YK Poudel

Within four months, 482 farmers in Dagana lost 59 cattle to lumpy skin disease (LSD). With no immediate solution to address the outbreak, farmers are worried about losing more cattle. 

Nima Dorji Blon, a resident of Tashiding, who lost a milking cow and a calf said that the loss of livestock has impacted his milk production. He is one of the daily contributors of milk to the processing unit in the gewog. Two of his three milking cows had been affected. “With no concrete medication against the disease, I feel helpless.”

He said, “Based on the instruction from the gewog and livestock officials, the cattle affected have been isolated. However, the condition has not improved.”

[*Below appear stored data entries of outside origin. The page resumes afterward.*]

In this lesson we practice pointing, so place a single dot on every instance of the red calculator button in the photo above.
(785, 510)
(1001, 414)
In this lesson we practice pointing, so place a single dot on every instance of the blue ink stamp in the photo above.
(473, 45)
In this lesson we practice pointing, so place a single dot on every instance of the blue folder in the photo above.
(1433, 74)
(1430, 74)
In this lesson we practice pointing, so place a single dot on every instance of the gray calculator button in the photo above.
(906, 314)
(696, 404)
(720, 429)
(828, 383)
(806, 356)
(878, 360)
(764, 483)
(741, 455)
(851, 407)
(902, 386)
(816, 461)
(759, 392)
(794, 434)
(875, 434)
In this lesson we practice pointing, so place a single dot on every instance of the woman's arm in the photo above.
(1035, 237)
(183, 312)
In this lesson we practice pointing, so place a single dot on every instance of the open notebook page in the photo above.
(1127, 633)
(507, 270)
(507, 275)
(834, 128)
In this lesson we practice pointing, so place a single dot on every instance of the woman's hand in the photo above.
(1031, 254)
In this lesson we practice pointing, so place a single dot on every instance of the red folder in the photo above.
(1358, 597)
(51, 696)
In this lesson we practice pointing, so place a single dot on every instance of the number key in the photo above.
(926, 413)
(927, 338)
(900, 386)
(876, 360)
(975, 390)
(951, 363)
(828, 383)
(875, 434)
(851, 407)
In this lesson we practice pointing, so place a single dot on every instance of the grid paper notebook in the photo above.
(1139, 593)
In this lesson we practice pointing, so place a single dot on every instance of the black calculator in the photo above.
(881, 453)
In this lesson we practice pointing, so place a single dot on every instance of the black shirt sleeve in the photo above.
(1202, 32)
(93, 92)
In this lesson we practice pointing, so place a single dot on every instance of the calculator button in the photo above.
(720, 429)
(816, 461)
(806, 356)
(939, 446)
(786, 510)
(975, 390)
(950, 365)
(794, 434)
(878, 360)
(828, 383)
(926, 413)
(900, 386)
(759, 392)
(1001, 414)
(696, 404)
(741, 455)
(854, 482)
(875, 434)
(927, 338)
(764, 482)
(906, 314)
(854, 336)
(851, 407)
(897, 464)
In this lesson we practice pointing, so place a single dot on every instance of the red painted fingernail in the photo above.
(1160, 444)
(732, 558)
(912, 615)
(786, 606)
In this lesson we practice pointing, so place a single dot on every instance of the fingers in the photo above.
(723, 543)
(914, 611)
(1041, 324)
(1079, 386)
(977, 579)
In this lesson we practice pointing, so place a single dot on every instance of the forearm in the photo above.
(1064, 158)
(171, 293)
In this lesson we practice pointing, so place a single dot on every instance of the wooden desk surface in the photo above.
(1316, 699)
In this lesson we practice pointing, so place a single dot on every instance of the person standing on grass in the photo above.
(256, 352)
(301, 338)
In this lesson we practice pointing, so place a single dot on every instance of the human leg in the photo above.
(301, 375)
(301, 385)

Another cattle holder from Gozhi said that five of his cattle are affected by the disease, with a low rate of recovery. “While an ox is quite resistant to the disease, the calves are vulnerable,” he said, adding that the loss was huge this year as the disease outbreak was at its peak during the paddy season.

Some farmers had to hire oxen or power tillers at a certain fee during paddy cultivation. 

The farmers have been trying local medication techniques when assistance from the gewog was delayed or the medication showed no sign of improvement.

Livestock Extension Supervisor of Kana gewog, Harka Bahadur Chhetri, said that he visits over 10 households a day providing injections and medicines to the animals, which has for now brought the outbreak under control for now. 

Officiating Dzongkhag Livestock Officer, Pema Wangchuk, said that LSD is an infectious viral disease, transmitted through insects like ticks, mosquitos, and stomoxys. Physical contact with the infected animal can spread the disease to other animals. 

“The virus is shed in the cattle secretion and excretion from the infected animals that includes, exudates, tear, saliva, urine, milk, and faeces,” he said. 

According to Pema Wangchuk, there are no treatments for the disease as it is a viral disease that can be only cured through supportive therapy which reduces the intensity of the infection. 

Currently, the animals are being treated with antibiotics, analgesics, antihistamines, and multivitamins. There is also no vaccine against the virus in Bhutan. 

Officiating DLO said that with the rapid outbreak of LSD across the dzongkhag, the sector has run out of medicines.  “To meet the daily demand and control the further spread of disease, we provided the available medicines from the dzongkhag store. We are procuring more medicines from the central store in Phuentsholing.”

He said that with only one livestock extension officer in the gewog, it is difficult to meet the farmers’ demand for the treatment of the LSD cases.

Repeated advocacy to the farmers, he said, has not created much difference as the animals were mostly left free-ranging among the infected animals.

The dzongkhag first reported the case on March 11 in Nichula gewog. Dagana dzongkhag has 3,856 livestock holders with 18,309 cattle.